The boy bowed and said, “Musashi Sensei, my father was recently killed by a samurai who used a very dishonorable method. As his oldest son, I must avenge his death.”
He looked gravely serious as he spoke — absolutely determined to avenge his father, even if it were a life-or-death situation.
“So, you want me to help you fight your opponent, who killed your father, right?,” Musashi asked gently, expecting himself to be directly involved in the duel.
The boy shook his head and refused Musashi’s offer. “I am only thirteen years old and I know I am not strong enough yet to fight a real samurai on an equal basis,” he said. “But it’s my duty to fight him and, if possible, defeat my opponent with my own hands so that my father’s soul can rest peacefully in heaven.”

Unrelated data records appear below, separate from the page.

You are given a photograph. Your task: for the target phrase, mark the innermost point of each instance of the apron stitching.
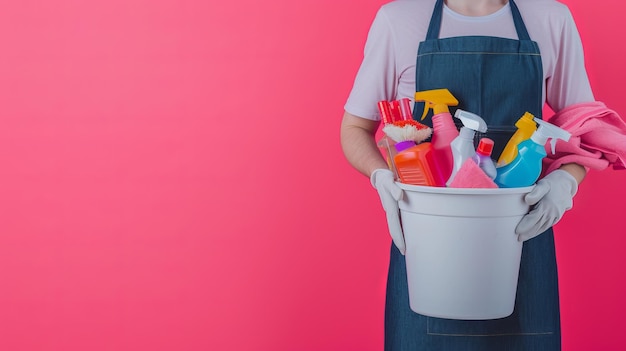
(483, 335)
(479, 53)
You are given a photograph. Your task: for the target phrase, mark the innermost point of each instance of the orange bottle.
(415, 164)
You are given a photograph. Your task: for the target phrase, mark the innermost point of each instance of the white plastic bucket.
(462, 253)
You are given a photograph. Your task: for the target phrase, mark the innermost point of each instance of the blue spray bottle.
(525, 169)
(463, 145)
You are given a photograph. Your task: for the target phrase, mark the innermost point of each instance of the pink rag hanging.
(598, 138)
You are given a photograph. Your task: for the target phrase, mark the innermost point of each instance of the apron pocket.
(508, 326)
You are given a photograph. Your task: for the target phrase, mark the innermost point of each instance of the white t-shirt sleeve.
(569, 83)
(375, 79)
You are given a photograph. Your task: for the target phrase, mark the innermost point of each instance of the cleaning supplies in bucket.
(463, 145)
(444, 129)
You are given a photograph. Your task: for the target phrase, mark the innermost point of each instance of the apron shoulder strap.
(435, 22)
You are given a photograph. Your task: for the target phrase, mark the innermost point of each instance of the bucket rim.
(463, 191)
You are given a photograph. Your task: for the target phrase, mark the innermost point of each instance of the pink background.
(171, 179)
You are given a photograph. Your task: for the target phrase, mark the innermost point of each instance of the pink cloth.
(598, 138)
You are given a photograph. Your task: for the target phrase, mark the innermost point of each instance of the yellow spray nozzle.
(437, 99)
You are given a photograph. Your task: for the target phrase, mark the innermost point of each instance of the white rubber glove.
(383, 180)
(551, 197)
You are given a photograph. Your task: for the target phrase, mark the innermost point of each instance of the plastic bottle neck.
(467, 133)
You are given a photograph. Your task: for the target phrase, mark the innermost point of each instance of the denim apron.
(499, 79)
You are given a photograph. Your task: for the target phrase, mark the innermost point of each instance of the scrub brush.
(399, 124)
(407, 130)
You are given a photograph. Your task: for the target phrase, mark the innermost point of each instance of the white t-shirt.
(388, 68)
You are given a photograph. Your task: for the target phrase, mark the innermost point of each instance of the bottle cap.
(471, 120)
(485, 146)
(403, 145)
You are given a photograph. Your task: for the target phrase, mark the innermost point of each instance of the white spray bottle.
(463, 145)
(525, 169)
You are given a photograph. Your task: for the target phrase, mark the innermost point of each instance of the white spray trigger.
(471, 120)
(547, 131)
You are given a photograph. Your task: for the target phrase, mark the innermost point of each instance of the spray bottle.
(444, 130)
(482, 157)
(463, 145)
(525, 169)
(525, 129)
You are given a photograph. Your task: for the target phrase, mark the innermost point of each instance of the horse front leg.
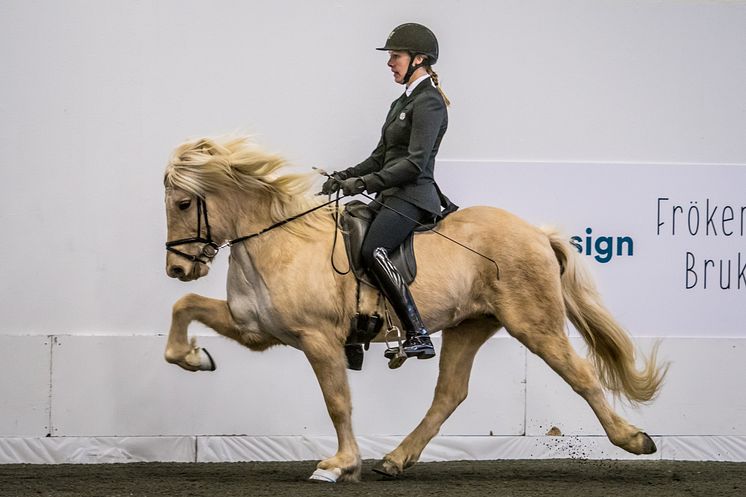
(214, 314)
(329, 363)
(459, 347)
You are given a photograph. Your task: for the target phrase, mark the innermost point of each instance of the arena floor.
(462, 478)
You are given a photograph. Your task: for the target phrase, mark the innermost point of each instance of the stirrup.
(418, 346)
(395, 355)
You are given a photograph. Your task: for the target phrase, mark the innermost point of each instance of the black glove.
(330, 186)
(352, 186)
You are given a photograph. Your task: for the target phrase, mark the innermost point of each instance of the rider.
(400, 171)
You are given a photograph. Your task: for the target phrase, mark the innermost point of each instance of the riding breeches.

Musashi was impressed. Considering the boy’s young age, he possessed the courage of a future samurai.
“Miyamoto Sensei,” the boy continued, “I’ve heard about you from many people. Even my father, while alive, used to speak of you as the greatest warrior in this land…I have one very important request, if I may. Would you please teach me a technique that will make me able to defeat my opponent in this coming duel?”
He taught the boy his technique of wielding two swords, one short and the other long. The boy was to carry the swords above his shoulders as he moved towards his opponent, and to wait until his opponent struck.

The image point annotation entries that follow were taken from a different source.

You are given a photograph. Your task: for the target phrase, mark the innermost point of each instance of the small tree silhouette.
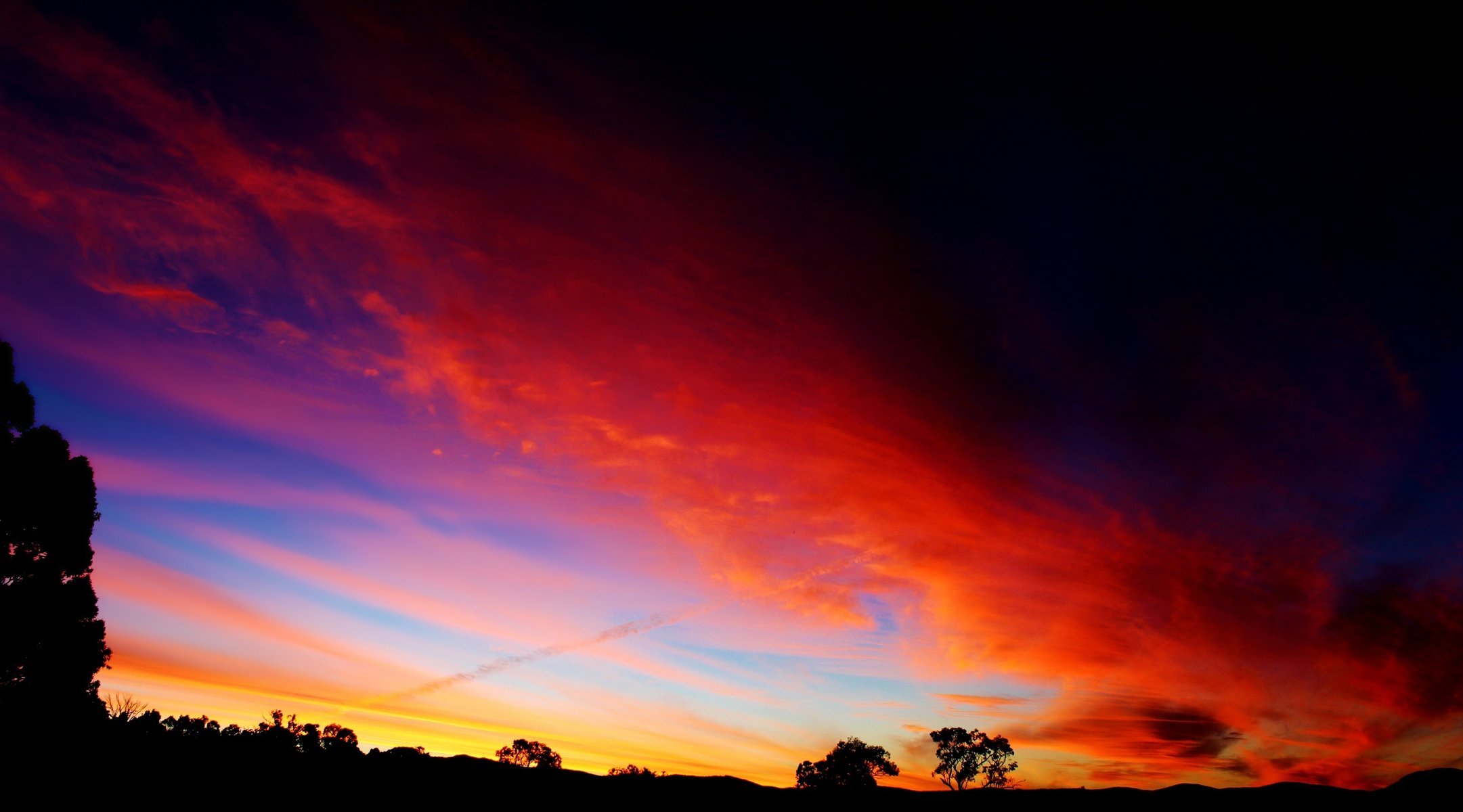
(631, 771)
(852, 764)
(966, 755)
(53, 643)
(530, 754)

“Your opponent will try to stab you in the chest, at which moment you must quickly parry his attack with your sword in the right hand and with all your might, thrust out your short sword in the left hand against your opponent’s chest,” Musashi instructed. “No matter what happens, don’t hesitate to block and attack, for there is no question that you will be victorious.”
It proved difficult for the boy to wield two swords in his hands, but he tried his best anyway. They kept training, and Musashi continuously praised the boy’s efforts.
But Musashi knew that mere technique wasn’t enough for the young boy to win. The boy needed hope — a dogged optimism that he would see the duel through, even though his opponent would be a seasoned samurai.
Before the day was over, Musashi told the boy, “Young man, I have one more thing to share with you. Now, I know that you will be able to avenge your father’s death using the technique I’ve just taught you. But you are still young and your opponent is an experienced samurai. I think it’s good if I give you an additional power that will make you certain of your victory.”
“I am going to pray to the God of Ants, who will protect you against your opponent for sure. Before you advance towards your opponent, remember to look down at the ground where you stand. If you find an ant crawling around your feet, it means that the God of Ants has listened to my prayer and there’s no way you can lose.”
On the day of the duel, the boy remembered everything Musashi taught him. He raised his two swords high, and he remembered to look down at the ground, anticipating to find an ant or two as a sign of victory.
It was a bright summer day, and it was hard not to miss an ant on the ground. There were in fact, hundreds of ants around the boy’s feet, and he felt more and more hopeful and confident about winning. He believed that the God of Ants was with him that day, and that Musashi had prayed for him.
He boldly walked towards his opponent, and as Musashi predicted, the opponent tried to stab the boy in his chest. The boy parried the attack, thrusting his short sword into the opponent’s chest. The boy won the duel, successfully restoring his family’s honor.
This story teaches us that the greatest gift that we can give as artists is our hope. Sometimes we can get so lost in the intricacies of our art, that we forget that our ultimate aim is to inspire.
Just as Musashi helped to instill hope and confidence in the young boy, our work must have the same end. Our work must be a beacon in their darkest days which reminds them that their lives are indeed worth living, and that the betterment of humanity is worth striving for.
Whenever I watch my favorite movie The Shawshank Redemption, I get to thinking about how it’s not just the story itself that inspires me, but the story behind the story.
It was originally written by Stephen King during the most turbulent years of his life as he battled his alcohol and drug addiction. He admittedly couldn’t stop popping pills and drinking mouthwash — even doing so much cocaine that he had to stuff cotton into his nose to stop blood from dripping onto his typewriter. Yet, he still had hope for himself, and he has given hope to many of us through the story.
Perhaps another metaphor I could use for art is that it is like a great educator. It teaches us new things, and sure, it criticizes us, points out our errors and tells us things we don’t want to hear — but at the end of the day, all of it is for the purpose of making us better people.
As novelist John Steinbeck wrote in a letter to his editor,
“It is the duty of the writer to lift up, to extend, to encourage. If the written word has contributed anything at all, it is this:
Great writing has been a staff to lean on, a mother to consult, a wisdom to pick up stumbling folly, a strength in weakness and a courage to support sick cowardice. And how any negative or despairing approach can pretend to be literature I do not know.”